Wisconsin enters the bowl season ranked in a tie for fifth nationally in scoring defense (14.8) and sixth in total defense (294.0).  Additionally, the Badgers rank sixth in stopping the run (101.3) and 12th in defending the pass (192.7).  UW also ranks No. 7 nationally and second in the Big Ten in pass efficiency defense at 105.22, which has helped the squad keep their opponents 14.9 points below their scoring average this year.  Nagurski-Woodson Big Ten Defensive Player of the Year and first-team All-American Chris Borland has been the key figure of the UW defense.  Borland has made 102 tackles this season at linebacker and ranks third in the conference with 9.3 stops per game.  He also has 8.5 TFLs and a pair of recovered fumbles this season.  In his last six full games, Borland has averaged 11.8 tackles and 1.0 tackles for loss and recorded three sacks. He posted double-digit tackles in all six of those games.  Brendan Kelly brings the pressure from the line, recording 4.5 sacks and three forced fumbles in 2013.  True freshman CB Sojourn Shelton has stepped into the leadership role in the secondary, ranking tied for second in the Big Ten with four interceptions.

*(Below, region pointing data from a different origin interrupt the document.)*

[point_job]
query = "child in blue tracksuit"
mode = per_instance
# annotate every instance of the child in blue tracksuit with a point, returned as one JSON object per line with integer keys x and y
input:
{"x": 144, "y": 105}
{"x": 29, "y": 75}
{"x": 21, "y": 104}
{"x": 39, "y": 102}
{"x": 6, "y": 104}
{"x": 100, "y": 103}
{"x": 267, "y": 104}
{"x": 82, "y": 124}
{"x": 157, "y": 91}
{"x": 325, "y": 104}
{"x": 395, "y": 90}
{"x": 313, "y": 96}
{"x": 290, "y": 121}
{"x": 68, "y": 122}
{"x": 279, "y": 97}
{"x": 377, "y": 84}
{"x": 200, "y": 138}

On special teams, South Carolina employs the services of Elliott Fry – the school’s first true freshman placekicker since 1996.  He is 15-for-18 in field goal attempts this season, and is ranked seventh in the SEC in scoring and fourth among kickers at 7.9 points per game.  Tyler Hull is the Gamecocks’ second-year punter, averaging 38.0 yards per punt with 10 of his 43 boots inside the 20 and a long of 55 yards. Wisconsin’s Kenzel Doe rates fifth in the Big Ten in kick return average (24.2) and seventh in punt return average (7.2).